I am developing a GPU Monte Carlo photon simulator on a testing machine. The machine runs Ubuntu 14.04.3, with 3 NVIDIA graphics cards: GTX 980Ti (maxwell), GTX 590 (fermi) and GTX 730 (kepler). The driver is 352.63, and I installed CUDA 7.5.6. The linux kernel is 3.13.0-57-generic.
My code has been running 4x faster on the Maxwell than one core of 590, and 16x faster than the 730 (13000 vs. 3000 vs. 800 photon/ms). However, for a couple times, the 980Ti’s simulation speed can drop by 10 fold for no reasons. The speed for 590/730 are not affected. When this happens, when I run Nvidia visual profiler (nvvp) on 980Ti, some of the tests take long time to complete, and some simply return an error:
“Insufficient Kernel Bounds Data: The data needed to calculate … could not be collected”
All nvvp tests pass nicely when the card works at the full speed.
Previously, I was able to get the full speed back after rebooting my computer. However, the recent occurrence of this issue could not be solved by rebooting. I even removed the 730 and make sure the rest cards access to more power, but nothing was changed.
Here are my questions:
-
is there a way I can “reset” the 980Ti in case it got stuck in a strange state?
-
how do I know the 980Ti is not malfunction? I used nvidia-smi, the output is attached below, see anything wrong?

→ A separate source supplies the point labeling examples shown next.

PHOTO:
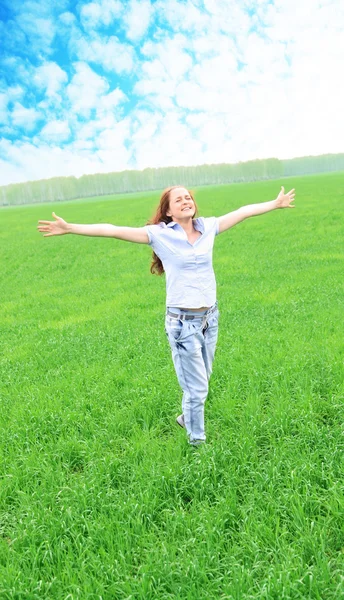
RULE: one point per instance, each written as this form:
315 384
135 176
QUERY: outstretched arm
61 227
251 210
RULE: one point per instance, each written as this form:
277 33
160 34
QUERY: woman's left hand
284 200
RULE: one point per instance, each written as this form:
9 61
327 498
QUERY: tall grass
100 494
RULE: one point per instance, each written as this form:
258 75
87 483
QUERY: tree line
69 188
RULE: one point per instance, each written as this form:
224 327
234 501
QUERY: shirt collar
197 224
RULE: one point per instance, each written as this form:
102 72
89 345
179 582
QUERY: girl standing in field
182 248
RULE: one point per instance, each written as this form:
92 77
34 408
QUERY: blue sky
108 85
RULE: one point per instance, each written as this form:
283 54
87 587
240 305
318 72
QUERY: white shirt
190 278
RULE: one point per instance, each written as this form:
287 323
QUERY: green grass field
101 497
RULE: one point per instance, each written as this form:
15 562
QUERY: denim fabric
193 344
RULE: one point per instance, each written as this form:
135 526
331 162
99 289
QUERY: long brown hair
161 216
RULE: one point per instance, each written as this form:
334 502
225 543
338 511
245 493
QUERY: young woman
182 248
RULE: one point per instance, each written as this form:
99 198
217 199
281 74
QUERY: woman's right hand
58 227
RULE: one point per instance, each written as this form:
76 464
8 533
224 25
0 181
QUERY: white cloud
195 105
103 12
51 77
111 54
25 118
57 131
137 19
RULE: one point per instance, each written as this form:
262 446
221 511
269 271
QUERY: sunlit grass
100 495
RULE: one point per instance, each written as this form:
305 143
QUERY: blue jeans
193 344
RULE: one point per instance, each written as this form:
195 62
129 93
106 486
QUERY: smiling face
181 204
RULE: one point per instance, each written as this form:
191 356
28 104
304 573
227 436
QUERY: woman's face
181 204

My code is open-source and can be found at GitHub - fangq/mcx: Monte Carlo eXtreme (MCX) - GPU-accelerated photon transport simulator and check out at
svn checkout https://svn.code.sf.net/p/mcx/svn/mcextreme_cuda/trunk/ mcx
You simply go to mcx/src and type “make”, and cd mcx/example/quicktest and run the script run_qtest.sh. The speed is printed near the end of the log.
If anyone has a 980Ti, can you let me know what speed you are getting?
~$ nvidia-smi
Tue Feb 16 18:39:24 2016
+------------------------------------------------------+
| NVIDIA-SMI 352.63 Driver Version: 352.63 |
|-------------------------------+----------------------+----------------------+
| GPU Name Persistence-M| Bus-Id Disp.A | Volatile Uncorr. ECC |
| Fan Temp Perf Pwr:Usage/Cap| Memory-Usage | GPU-Util Compute M. |
|===============================+======================+======================|
| 0 GeForce GTX 590 Off | 0000:03:00.0 N/A | N/A |
| 0% 70C P0 N/A / N/A | 170MiB / 1535MiB | N/A Default |
+-------------------------------+----------------------+----------------------+
| 1 GeForce GTX 590 Off | 0000:04:00.0 N/A | N/A |
| 46% 50C P12 N/A / N/A | 5MiB / 1535MiB | N/A Default |
+-------------------------------+----------------------+----------------------+
| 2 GeForce GTX 980 Ti Off | 0000:05:00.0 Off | N/A |
| 21% 68C P2 140W / 250W | 170MiB / 6143MiB | 0% Default |
+-------------------------------+----------------------+----------------------+
+-----------------------------------------------------------------------------+
| Processes: GPU Memory |
| GPU PID Type Process name Usage |
|=============================================================================|
| 0 Not Supported |
| 1 Not Supported |
| 2 8535 C /home/fangq/space/git/Project/mcx/bin/mcx 148MiB |
+-----------------------------------------------------------------------------+